GATX Q3 Earnings Reflect Favorable Conditions in NA Rail Market



GATX reported 2011 third quarter net income of $32.9 million compared to 2010 third quarter net income of $21.1 million. GATX said third-quarter 2011 results included a net positive impact of negative after-tax fair-value adjustments on interest rate swaps at GATX’s European rail affiliate, AAE Cargo, of $2.8 million and a tax benefit of $4.1 million from a reduction in statutory tax rates in the United Kingdom.

The company said its rail segment profit was $63.0 million in the third quarter compared to $32.7 million in third quarter 2010. Year-to-date 2011 segment profit was $171.3 million compared to $111.4 million in the same period last year. GATX said the improvement in rail’s segment profit is primarily driven by higher lease income due to more cars on lease, stronger asset remarketing activity and lower switching and storage costs as a result of higher fleet utilization.
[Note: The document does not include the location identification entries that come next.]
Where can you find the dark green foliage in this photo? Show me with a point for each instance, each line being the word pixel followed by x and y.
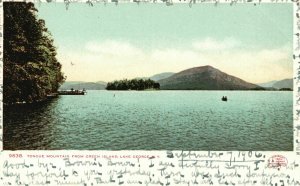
pixel 31 70
pixel 134 84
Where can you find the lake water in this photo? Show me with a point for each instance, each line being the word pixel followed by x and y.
pixel 154 120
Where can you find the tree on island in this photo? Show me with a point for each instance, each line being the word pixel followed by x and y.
pixel 134 84
pixel 31 69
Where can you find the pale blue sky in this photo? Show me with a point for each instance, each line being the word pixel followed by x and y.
pixel 126 41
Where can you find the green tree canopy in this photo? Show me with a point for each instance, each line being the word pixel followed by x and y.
pixel 134 84
pixel 31 69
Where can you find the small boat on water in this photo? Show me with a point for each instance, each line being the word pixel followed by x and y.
pixel 72 92
pixel 224 98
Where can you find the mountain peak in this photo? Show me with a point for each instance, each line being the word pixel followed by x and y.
pixel 204 78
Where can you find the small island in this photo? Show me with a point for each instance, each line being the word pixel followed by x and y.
pixel 134 84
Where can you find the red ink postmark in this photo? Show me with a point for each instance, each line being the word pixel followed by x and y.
pixel 277 161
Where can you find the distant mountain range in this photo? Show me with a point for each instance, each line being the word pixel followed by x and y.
pixel 285 83
pixel 198 78
pixel 204 78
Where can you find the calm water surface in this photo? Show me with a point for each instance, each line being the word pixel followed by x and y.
pixel 154 120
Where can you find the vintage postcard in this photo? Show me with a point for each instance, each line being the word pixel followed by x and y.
pixel 150 93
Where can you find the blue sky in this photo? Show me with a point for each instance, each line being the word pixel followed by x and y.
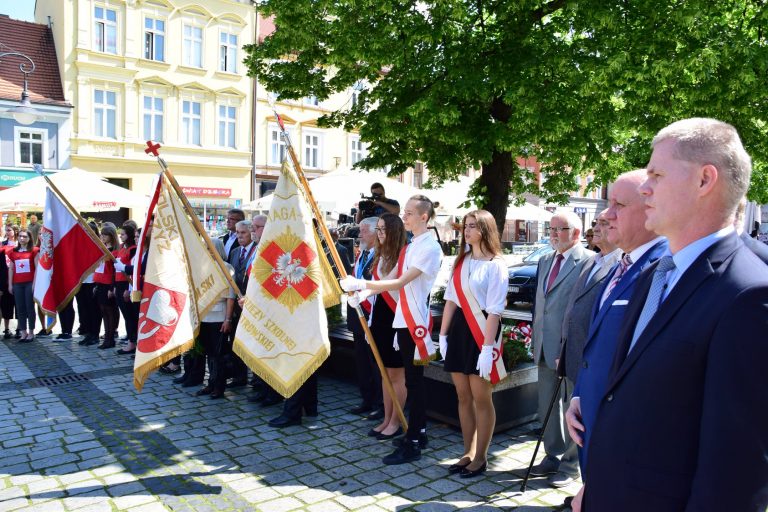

At September 30, 2011, rail’s North American fleet totaled approximately 109,000 cars. Fleet utilization was 98.2%, consistent with the second quarter and up compared to 96.8% at the end of third quarter 2010. Renewal lease rates in the Lease Price Index (LPI) increased 9.6% over the expiring rates, compared to a 4.4% increase in the second quarter 2011 and a decline of 15.7% in the third quarter 2010. The average lease renewal term for cars in the LPI in the third quarter was 49 months, up from 41 months in the second quarter and 36 months in the third quarter of 2010.

Rail’s European wholly-owned tank car fleet totaled approximately 21,000 cars and utilization was 96.0% at the end of the third quarter, compared to 95.7% at the end of the second quarter and 95.3% at the end of third quarter 2010.

Brian A. Kenney, president and chief executive officer of GATX, said, “Operating conditions remain favorable in the North American rail market. Our fleet utilization at the end of the third quarter was 98.2%, and lease rates continue to strengthen. The Lease Price Index was a positive 9.6% as we saw high demand for many car types. Also, during the quarter we began to take delivery of new railcars that are a part of our five-year supply agreement announced earlier this year.”